Un film de Clément Schneider.

 

 

Le dispositif et les moyens utilisés pour la réalisation de ce film ont beau être minimes, il s’en dégage un charme qui ne laisse pas de marbre. Un décor unique de couvent niché au cœur d’un arrière-pays montagneux, quelques personnages et quelques costumes, et voilà tout. Cela suffit cependant pour composer une ode de toute beauté, à la fois spirituelle et sensuelle.

L’action se déroule en 1792, alors qu’arrive un détachement de révolutionnaires qui, établissant ses quartiers dans un couvent de franciscains et réquisitionnant les lieux, sème le trouble au sein de la communauté des religieux. Une sorte de cohabitation se met en place pendant quelque temps jusqu’à ce que la troupe de militaires soit appelée à servir ailleurs. Le couvent étant désormais propriété de l’État, les religieux sont sommés de quitter les lieux. L’un d’eux, cependant, Gabriel (Quentin Dolmaire), le plus jeune des moines, parvient à négocier avec les révolutionnaires : il obtient l’autorisation de rester au couvent, à condition de quitter le froc des franciscains et de revêtir l’habit militaire.

Gabriel accepte le marché. Commence alors un style de vie à la fois différent et très proche de celui qu’il pratiquait en tant que moine. Doit-il être considéré comme un renégat parce qu’il a quitté son habit de religieux ? Pas sûr du tout, semble nous dire le réalisateur. Peut-être même a-t-il enfin trouvé la source d’un vrai bonheur, plus vrai que celui qu’il connaissait en tant que religieux. Il faut ajouter qu’il n’est pas seul. Les soldats et les moines sont partis, certes, mais une femme est restée en sa compagnie : Marianne (Grace Seri), une femme noire venue d’on ne sait quelle île lointaine et qui accompagnait jusque là les militaires.

« Nigra sum sed formosa », cette phrase du Cantique des Cantiques, mal traduite par saint Jérôme qui introduit une sorte d’opposition là où il n’y a qu’une coordination. « Je suis noire et belle », faut-il lire. Or, précisément, c’est après avoir lu un passage de ce livre magnifique et sensuel de l’Ancien Testament, que Gabriel, le moine défroqué, est séduit par Marianne. Nus comme Adam et Ève, tous deux semblent avoir recouvré une sorte de grâce évoquant le bonheur d’un paradis terrestre. Ce n’est sans doute qu’une parenthèse, mais qui suffit à délier la langue de Marianne. Car, précisons-le, la belle jeune femme restait jusque là muette, au grand désarroi des soldats qui l’avaient amené avec eux. Or, quand elle se met à parler, la muette se change en poétesse et ce qui sort de ses lèvres, c’est un chant, c’est un hymne, c’est une ode à l’amour salvateur : l’amour en tous ses aspects, spirituel et charnel.

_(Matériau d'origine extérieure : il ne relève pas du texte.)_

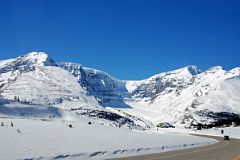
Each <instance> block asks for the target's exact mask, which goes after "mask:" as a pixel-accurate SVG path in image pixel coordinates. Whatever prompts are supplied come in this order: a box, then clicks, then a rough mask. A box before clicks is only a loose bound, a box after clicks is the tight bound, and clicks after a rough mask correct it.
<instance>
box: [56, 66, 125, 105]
mask: <svg viewBox="0 0 240 160" xmlns="http://www.w3.org/2000/svg"><path fill="white" fill-rule="evenodd" d="M59 66H60V67H62V68H63V69H65V70H67V71H69V72H70V73H72V74H73V75H74V76H75V77H76V78H77V80H78V82H79V83H80V85H81V86H82V87H84V88H86V90H87V91H88V92H89V94H91V95H92V96H94V97H96V98H97V99H98V100H99V101H100V103H101V105H102V106H104V107H118V108H128V107H129V106H128V105H127V104H126V103H125V102H124V98H126V97H128V96H129V94H128V91H127V89H126V85H125V82H123V81H120V80H117V79H115V78H113V77H112V76H110V75H109V74H107V73H105V72H102V71H99V70H96V69H92V68H86V67H83V66H81V65H80V64H76V63H59Z"/></svg>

Gabriel ne vit plus en moine, mais il ne s’est pas renié dans la mesure où il persévère dans l’amour. Et si cet amour doit passer par les bras de la belle Marianne, pourquoi pas ? (J’ajouterais volontiers que si ce film peut contribuer, si peu que ce soit, à changer les regards et à malmener les idées préconçues au sujet des prêtres ou, même, des religieux et des religieuses, ce ne sera pas une mauvaise chose. Cessera-t-on enfin, un jour, de transmettre des images fallacieuses de prêtres, de religieux et de religieuses qui, du jour au lendemain, parce qu’ils ont reçu le sacrement de l’ordre ou parce qu’ils ont prononcé des vœux, ne seraient plus autorisés à vivre que comme des êtres asexués ? Certaines représentations dévotes sur la prêtrise et sur la vie religieuse ont contribué fortement, il faut le dire, à instaurer et à propager un climat d’hypocrisie dans l’Église Catholique. Et on n’a malheureusement pas fini ni d’être hypocrites ni d’en subir les conséquences.) J’en finis là avec cette parenthèse qui mériterait de longs développements.

8/10

 

                                                                       Luc Schweitzer, ss.cc.